An unarmed US Air Force plane with American and international observers flew a special flight over Ukraine Thursday in a show of solidarity after Ukraine's naval confrontation last month with Russia, the Pentagon said.
In a statement, the Pentagon called it an "extraordinary" flight under the Open Skies Treaty, which is an international accord that gives each member country the right to conduct, and the obligation to accept, unarmed military observation flights. The purpose to is promote transparency in military activities.

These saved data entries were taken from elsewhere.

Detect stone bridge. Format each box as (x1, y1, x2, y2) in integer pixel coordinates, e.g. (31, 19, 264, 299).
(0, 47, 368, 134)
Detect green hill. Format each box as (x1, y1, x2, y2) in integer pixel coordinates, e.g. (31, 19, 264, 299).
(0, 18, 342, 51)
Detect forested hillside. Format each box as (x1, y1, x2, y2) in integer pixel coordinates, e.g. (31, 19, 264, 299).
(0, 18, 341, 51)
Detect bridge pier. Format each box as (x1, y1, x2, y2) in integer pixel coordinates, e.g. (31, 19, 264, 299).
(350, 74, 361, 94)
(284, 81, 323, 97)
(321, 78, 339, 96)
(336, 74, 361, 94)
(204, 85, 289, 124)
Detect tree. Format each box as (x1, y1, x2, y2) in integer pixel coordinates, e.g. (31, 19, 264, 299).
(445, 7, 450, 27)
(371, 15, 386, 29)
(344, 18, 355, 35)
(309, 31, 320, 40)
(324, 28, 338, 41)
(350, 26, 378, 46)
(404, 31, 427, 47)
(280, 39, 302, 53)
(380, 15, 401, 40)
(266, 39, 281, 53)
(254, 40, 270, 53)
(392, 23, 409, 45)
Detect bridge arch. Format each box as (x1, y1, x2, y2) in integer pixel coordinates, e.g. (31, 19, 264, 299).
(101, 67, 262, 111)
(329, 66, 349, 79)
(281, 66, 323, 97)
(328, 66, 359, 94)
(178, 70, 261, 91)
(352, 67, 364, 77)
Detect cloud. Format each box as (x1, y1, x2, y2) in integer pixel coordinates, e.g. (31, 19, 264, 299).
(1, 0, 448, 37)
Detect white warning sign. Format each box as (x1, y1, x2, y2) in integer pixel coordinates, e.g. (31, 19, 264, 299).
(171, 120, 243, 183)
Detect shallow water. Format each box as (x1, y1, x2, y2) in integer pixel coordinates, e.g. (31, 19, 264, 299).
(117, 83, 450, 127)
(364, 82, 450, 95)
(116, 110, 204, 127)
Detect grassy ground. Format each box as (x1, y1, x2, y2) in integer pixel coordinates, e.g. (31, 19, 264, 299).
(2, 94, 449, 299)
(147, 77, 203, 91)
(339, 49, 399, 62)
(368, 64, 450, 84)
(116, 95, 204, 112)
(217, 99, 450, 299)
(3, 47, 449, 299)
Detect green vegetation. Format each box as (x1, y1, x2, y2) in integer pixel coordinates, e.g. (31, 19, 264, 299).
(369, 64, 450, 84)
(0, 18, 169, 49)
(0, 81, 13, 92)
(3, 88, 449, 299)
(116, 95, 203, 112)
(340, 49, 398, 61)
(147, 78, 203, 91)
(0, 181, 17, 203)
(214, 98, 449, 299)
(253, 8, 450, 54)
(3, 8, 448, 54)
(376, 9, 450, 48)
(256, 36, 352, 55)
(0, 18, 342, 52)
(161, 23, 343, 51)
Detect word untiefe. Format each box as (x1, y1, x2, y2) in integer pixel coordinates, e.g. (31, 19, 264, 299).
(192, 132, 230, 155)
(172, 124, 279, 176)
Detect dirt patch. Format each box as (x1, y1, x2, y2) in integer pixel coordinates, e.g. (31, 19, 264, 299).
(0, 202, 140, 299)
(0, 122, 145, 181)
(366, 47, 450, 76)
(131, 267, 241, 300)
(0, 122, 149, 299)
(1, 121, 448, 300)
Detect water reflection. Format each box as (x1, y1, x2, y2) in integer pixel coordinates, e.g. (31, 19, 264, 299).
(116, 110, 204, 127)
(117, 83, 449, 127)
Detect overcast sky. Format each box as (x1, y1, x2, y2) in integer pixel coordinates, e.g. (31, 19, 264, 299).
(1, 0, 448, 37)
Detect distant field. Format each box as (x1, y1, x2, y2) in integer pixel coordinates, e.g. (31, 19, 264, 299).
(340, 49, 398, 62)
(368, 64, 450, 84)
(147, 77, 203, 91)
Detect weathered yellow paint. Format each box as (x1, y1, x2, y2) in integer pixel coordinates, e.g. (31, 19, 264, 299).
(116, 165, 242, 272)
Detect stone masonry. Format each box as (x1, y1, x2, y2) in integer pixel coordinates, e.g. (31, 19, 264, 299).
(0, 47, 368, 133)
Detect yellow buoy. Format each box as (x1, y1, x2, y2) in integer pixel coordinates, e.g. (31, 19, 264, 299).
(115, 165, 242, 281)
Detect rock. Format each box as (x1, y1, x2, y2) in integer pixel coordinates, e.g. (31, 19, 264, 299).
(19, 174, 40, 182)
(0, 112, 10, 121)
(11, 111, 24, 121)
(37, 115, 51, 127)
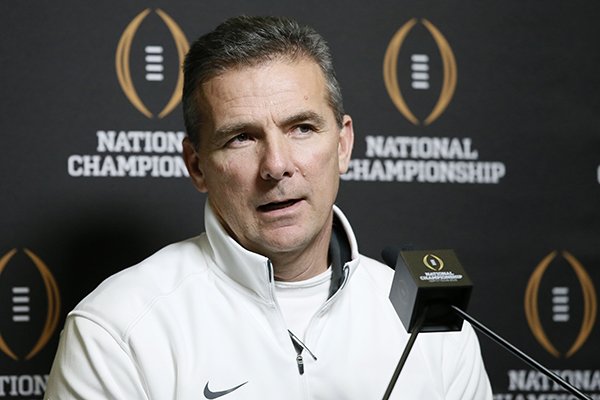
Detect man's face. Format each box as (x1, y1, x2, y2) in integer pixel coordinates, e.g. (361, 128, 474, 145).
(183, 58, 354, 262)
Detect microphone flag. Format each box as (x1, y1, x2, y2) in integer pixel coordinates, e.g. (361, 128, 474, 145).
(386, 248, 472, 333)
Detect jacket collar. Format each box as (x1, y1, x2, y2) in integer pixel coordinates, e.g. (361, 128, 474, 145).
(204, 201, 360, 304)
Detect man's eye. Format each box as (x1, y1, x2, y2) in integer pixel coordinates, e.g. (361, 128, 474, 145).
(295, 125, 314, 135)
(227, 133, 251, 146)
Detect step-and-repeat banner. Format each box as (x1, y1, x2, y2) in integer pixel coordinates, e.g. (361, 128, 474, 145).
(1, 1, 599, 398)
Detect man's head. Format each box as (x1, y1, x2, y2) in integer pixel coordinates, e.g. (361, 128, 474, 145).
(182, 16, 354, 279)
(182, 15, 344, 149)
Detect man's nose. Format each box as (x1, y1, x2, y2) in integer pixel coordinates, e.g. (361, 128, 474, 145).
(259, 136, 295, 181)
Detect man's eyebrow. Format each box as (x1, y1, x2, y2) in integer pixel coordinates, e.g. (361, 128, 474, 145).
(280, 111, 327, 128)
(213, 122, 254, 141)
(212, 111, 327, 141)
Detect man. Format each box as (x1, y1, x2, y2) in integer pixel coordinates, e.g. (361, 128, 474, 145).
(45, 16, 492, 399)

Normally these flights are arranged well in advance. But the treaty also permits "extraordinary," or extra, flights if two participating members agree.
Pahon said this was the first "extraordinary" Open Skies flight since 2014 in response to Russia's annexation of Crimea.
"The timing of this flight is intended to reaffirm U.S. commitment to Ukraine and other partner nations," the Pentagon said.
"The United States seeks a better relationship with Russia, but this cannot happen while its unlawful and destabilizing actions continue in Ukraine and elsewhere."
Pahon said the plane that was flown over Ukraine on Thursday was an OC-135 observation aircraft with U.S., Canadian, German, French, British, Romanian and Ukrainian observers aboard.
He said the flight was requested by the arms control directorate of the Ukrainian General Staff.
Pahon said the plane had 17-member crew from the 55th Wing based at Offutt Air Force Base in Nebraska. It flew from Andrews Air Force Base in Maryland to Ramstein air base in Germany on Nov. 30 and flew over Ukraine on Thursday, he said.